O que traz o Papa americano
Muitos católicos desvalorizam o frenesim de leituras políticas que se segue à eleição de um novo papa, mas é inevitável que aconteça. O Vaticano é um dos territórios menos populosos do mundo, mas a Igreja Católica é a maior e mais antiga instituição internacional em funcionamento, congregando cerca de 1,4 mil milhões de seguidores. É também a maior confissão à escala global e exerce influência relevante em muitas sociedades laicas.
O impacto social e mediático de um papa transcende a dimensão da Igreja Católica. Por si só, a escolha do líder desta monarquia eletiva atrai as atenções pelo seu caráter raro e, em certa medida, exótico. Os papas têm sido, com frequência, figuras de relevo na História, atuando muitas vezes como agentes de transformação.
A escolha de um cidadão dos Estados Unidos é inédita, uma vez que a Santa Sé tem, tradicionalmente, evitado eleger pontífices oriundos de grandes potências. Contudo, Robert Francis Prevost também tem nacionalidade peruana — um pormenor que está longe de ser irrelevante.
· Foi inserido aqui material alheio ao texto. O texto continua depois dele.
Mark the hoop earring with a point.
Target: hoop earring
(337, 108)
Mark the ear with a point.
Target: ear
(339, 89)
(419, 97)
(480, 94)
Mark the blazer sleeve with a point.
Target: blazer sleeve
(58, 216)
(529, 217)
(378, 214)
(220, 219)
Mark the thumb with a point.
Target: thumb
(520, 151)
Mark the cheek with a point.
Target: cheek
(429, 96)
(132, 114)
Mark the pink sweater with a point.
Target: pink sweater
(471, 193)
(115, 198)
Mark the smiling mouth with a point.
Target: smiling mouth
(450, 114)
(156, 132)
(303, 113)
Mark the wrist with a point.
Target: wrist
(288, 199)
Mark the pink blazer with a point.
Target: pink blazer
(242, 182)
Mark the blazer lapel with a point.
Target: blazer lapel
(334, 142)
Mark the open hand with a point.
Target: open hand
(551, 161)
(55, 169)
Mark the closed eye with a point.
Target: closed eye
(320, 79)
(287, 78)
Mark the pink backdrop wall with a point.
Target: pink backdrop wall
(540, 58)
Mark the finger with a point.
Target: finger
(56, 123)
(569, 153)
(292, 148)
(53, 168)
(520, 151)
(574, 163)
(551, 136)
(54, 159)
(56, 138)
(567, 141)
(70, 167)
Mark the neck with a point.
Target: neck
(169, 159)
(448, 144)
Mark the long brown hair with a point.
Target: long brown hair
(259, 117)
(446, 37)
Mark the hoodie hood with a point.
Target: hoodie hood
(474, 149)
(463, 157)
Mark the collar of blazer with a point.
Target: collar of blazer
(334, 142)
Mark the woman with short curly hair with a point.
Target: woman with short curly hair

O Papa Leão XIV apresenta diversas características que permitem traçar, de forma informada, algumas hipóteses sobre o rumo do seu pontificado, bem como acerca dos critérios que terão levado à sua eleição. O nome escolhido, “Leão”, evoca Papas historicamente associados à defesa da Igreja em momentos complicados. Leão I, por exemplo, terá conseguido dissuadir Átila, o Huno, de invadir Roma. Muito mais recentemente, Leão XIII foi o autor da encíclica “Rerum Novarum”, um marco fundador da Doutrina Social da Igreja, dedicada às questões laborais. A Doutrina Social da Igreja é um corpo de princípios aplicados à vida social, económica e política.
Leão XIV é agostiniano, o que implica a valorização da comunidade em detrimento do individualismo. É missionário, o que se traduz na compatibilização ou na prescindência do “eu” em função do “outro”, sobretudo o que mais necessita. É sinodal, ou seja, defende a participação de todos, para benefício comum, recusando o primado das elites. É também mariano, o que mostra respeito pela mulher, não como figura subalterna, mas como elemento central e essencial.
Com conhecimento da América Latina, Prevost condenou recentemente a perseguição aos migrantes. As suas primeiras palavras foram um apelo à Paz. É poliglota, tem estudos superiores e produção académica relevante. É, relatam os mais próximos, um homem sereno.
Estas características devem ser relevadas para além do contexto religioso – têm implicações sociais, políticas e até económicas. Num mundo dominado por discursos polarizadores, a sua eleição surge como um sinal claro de contraponto. O facto de ser moderado torna-o menos vulnerável às críticas de progressismo e ajuda a mitigar resistências internas na própria Igreja. Face a figuras como Donald Trump, o contraste é evidente e provavelmente intencional por parte dos cardeais eleitores.